Al estar narrado desde el punto de vista de Stéphane, indicación que se hace al comienzo de la película pero que se diluye según la trama avanza, no es difícil imaginar el esfuerzo que le costaría ensamblar cada una de los episodios de la historia, una tarea mucho mayor que la de ajustar las ochenta piezas de madera del instrumento que adoraba tensar. Sobre todo el capítulo del enajenado arrebato pasional que sufre Camille, el impulso, humillante y público, de sopesar los atributos de un hombre que ya nunca lo será para ella, prueba física que lleva a cabo con la cara falseada tras las pinturas y el fin de poder entender el origen del desprecio que sufre su cuerpo, su inteligencia, su entrega.

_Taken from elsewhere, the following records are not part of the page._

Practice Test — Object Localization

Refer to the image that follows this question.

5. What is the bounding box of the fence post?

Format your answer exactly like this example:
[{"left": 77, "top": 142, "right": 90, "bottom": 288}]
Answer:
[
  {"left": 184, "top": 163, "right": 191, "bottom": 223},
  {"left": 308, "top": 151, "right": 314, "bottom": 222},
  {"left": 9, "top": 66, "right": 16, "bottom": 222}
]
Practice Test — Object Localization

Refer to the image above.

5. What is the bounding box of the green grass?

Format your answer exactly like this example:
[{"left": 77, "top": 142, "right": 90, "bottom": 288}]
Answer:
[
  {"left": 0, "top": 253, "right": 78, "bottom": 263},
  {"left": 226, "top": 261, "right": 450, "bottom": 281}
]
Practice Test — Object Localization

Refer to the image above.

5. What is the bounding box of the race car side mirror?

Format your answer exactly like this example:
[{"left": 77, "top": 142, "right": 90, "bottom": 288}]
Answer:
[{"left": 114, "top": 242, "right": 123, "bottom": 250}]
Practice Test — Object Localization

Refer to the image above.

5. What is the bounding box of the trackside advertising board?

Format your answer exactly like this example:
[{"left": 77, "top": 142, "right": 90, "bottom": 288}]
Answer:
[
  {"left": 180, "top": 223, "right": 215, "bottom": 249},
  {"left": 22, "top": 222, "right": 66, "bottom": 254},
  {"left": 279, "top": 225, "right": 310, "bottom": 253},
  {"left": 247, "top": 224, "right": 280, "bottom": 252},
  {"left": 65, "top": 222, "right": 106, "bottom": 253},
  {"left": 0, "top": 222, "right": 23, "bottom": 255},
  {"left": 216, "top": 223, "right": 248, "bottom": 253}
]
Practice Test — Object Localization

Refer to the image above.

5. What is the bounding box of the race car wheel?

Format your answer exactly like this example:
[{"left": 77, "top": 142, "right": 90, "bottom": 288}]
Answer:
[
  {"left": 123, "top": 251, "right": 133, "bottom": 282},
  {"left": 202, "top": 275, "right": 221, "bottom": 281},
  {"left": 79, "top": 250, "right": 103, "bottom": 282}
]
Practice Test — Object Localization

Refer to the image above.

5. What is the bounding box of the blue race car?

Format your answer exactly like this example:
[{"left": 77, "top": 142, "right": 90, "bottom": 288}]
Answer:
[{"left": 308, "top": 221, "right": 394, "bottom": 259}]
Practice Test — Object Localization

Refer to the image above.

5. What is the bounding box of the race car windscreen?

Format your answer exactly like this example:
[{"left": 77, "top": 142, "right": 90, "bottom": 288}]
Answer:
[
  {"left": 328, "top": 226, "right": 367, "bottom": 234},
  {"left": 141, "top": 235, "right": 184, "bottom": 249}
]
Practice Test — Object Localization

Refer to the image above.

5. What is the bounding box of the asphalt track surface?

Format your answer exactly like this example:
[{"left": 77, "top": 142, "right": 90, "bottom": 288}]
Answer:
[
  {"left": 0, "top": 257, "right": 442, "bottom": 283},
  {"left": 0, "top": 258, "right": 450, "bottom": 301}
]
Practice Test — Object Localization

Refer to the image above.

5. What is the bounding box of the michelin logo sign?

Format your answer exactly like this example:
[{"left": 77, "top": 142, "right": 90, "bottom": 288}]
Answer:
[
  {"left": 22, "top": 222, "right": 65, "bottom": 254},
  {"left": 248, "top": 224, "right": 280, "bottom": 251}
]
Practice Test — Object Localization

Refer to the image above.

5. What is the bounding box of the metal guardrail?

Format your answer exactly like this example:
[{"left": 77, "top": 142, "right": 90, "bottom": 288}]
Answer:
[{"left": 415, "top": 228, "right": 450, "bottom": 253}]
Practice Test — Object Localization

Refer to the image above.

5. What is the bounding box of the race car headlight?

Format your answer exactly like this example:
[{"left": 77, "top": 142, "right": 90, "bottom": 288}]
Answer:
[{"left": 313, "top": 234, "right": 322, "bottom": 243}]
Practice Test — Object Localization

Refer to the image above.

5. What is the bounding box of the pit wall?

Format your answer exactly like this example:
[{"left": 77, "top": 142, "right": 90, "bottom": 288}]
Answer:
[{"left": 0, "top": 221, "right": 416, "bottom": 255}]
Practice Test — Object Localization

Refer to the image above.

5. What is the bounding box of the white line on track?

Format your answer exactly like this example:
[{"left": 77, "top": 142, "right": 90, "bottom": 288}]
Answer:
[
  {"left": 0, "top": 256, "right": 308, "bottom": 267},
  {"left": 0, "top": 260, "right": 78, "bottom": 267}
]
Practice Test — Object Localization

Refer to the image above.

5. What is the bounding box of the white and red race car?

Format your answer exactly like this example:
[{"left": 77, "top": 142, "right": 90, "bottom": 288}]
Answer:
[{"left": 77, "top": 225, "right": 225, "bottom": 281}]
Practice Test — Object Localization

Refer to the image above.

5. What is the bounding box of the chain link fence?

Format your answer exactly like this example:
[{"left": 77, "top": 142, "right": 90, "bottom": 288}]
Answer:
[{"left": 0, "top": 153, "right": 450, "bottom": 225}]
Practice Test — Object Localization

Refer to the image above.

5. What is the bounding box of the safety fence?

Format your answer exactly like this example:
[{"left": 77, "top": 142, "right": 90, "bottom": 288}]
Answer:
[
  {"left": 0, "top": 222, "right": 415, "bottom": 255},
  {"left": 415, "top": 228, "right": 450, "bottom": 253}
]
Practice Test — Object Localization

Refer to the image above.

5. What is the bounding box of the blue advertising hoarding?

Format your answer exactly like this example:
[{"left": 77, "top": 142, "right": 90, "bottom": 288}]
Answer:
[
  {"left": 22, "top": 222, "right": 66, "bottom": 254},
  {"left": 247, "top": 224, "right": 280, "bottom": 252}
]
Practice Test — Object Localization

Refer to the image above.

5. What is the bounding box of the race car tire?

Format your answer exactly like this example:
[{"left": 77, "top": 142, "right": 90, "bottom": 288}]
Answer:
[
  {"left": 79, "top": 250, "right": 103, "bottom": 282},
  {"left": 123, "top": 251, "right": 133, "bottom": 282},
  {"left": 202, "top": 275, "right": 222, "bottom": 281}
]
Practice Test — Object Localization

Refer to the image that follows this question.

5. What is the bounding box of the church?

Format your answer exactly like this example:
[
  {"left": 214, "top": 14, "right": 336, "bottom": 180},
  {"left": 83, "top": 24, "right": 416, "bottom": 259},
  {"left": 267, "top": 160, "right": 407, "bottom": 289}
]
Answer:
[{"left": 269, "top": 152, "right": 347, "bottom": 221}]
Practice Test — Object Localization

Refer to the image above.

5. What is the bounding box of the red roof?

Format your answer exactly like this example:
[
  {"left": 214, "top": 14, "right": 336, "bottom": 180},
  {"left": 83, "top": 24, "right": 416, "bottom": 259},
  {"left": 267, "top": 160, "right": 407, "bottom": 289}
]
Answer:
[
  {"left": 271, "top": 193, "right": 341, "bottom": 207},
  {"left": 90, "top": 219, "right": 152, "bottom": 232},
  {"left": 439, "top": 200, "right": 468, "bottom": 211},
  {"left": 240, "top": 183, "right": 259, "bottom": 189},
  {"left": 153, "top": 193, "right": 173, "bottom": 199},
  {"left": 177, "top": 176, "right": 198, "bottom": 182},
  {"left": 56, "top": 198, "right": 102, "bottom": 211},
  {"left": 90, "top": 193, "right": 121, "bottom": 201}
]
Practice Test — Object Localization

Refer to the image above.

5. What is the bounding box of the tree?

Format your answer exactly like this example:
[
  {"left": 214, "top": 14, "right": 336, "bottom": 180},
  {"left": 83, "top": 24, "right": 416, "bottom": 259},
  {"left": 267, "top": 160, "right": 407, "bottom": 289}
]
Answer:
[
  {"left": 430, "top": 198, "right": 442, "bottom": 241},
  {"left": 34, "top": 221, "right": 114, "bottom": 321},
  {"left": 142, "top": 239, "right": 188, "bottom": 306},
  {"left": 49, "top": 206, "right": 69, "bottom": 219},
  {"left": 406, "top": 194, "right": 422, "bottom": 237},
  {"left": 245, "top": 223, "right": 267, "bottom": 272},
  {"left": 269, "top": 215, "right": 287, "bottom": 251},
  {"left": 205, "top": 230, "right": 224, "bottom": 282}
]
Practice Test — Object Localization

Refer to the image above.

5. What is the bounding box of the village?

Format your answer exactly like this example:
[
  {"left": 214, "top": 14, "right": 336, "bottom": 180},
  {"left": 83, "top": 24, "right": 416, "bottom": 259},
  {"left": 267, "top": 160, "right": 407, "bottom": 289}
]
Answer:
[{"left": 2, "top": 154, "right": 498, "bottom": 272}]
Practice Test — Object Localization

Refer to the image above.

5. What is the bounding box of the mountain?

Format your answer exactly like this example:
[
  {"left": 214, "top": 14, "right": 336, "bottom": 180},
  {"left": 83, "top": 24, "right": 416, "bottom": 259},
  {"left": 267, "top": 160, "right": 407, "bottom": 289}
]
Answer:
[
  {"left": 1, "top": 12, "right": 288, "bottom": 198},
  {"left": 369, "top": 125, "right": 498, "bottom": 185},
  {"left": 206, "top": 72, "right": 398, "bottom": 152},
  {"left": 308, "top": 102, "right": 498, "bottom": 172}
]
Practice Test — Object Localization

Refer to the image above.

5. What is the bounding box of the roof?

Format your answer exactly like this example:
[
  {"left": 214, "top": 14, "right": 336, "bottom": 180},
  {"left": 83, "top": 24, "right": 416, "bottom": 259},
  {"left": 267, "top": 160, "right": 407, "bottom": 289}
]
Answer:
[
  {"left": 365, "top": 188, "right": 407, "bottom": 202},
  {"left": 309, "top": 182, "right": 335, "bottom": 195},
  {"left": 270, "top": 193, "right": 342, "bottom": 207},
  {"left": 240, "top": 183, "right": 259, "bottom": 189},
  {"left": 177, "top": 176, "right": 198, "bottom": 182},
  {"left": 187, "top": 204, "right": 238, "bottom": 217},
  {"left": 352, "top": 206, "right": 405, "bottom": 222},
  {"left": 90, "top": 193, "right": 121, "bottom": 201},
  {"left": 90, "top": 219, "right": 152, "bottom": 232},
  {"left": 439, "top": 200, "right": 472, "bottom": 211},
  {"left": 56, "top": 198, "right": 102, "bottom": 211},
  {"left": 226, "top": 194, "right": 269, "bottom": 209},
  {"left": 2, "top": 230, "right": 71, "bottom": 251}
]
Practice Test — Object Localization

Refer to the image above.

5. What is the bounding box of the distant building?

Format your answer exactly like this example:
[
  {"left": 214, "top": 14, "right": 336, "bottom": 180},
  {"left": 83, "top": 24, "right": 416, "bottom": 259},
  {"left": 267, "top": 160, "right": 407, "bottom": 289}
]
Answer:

Aunque el usted hubiese dado paso al tuteo durante un breve periodo, la herida fue profunda, pues el amor no consumado, el discreto, suele derivar en eterno recordatorio.
Sutil, elegante, impecable, sublime, Un coeur en hiver demostraba el gran momento del cine francés, el más importante de las filmotecas europeas de aquellos días, y la ascensión definitiva de Emmanuelle a los altares cinéfilos. También, heladora y agridulce. Como la despedida de Sautet del cine: Nelly et Monsieur Arnaud (Nelly y el Sr. Arnaud, 1995), otro título inolvidable, de nuevo con la misma actriz en el centro de una relación imposible de final similar: la heroína que se pierde, sigue perdida, entre la multitud.
Un coeur en hiver (Un corazón en invierno, 1992)
En el libro 1001 películas que hay que ver antes de morir (Editorial Grijalbo) no se detallan título de C. Sautet.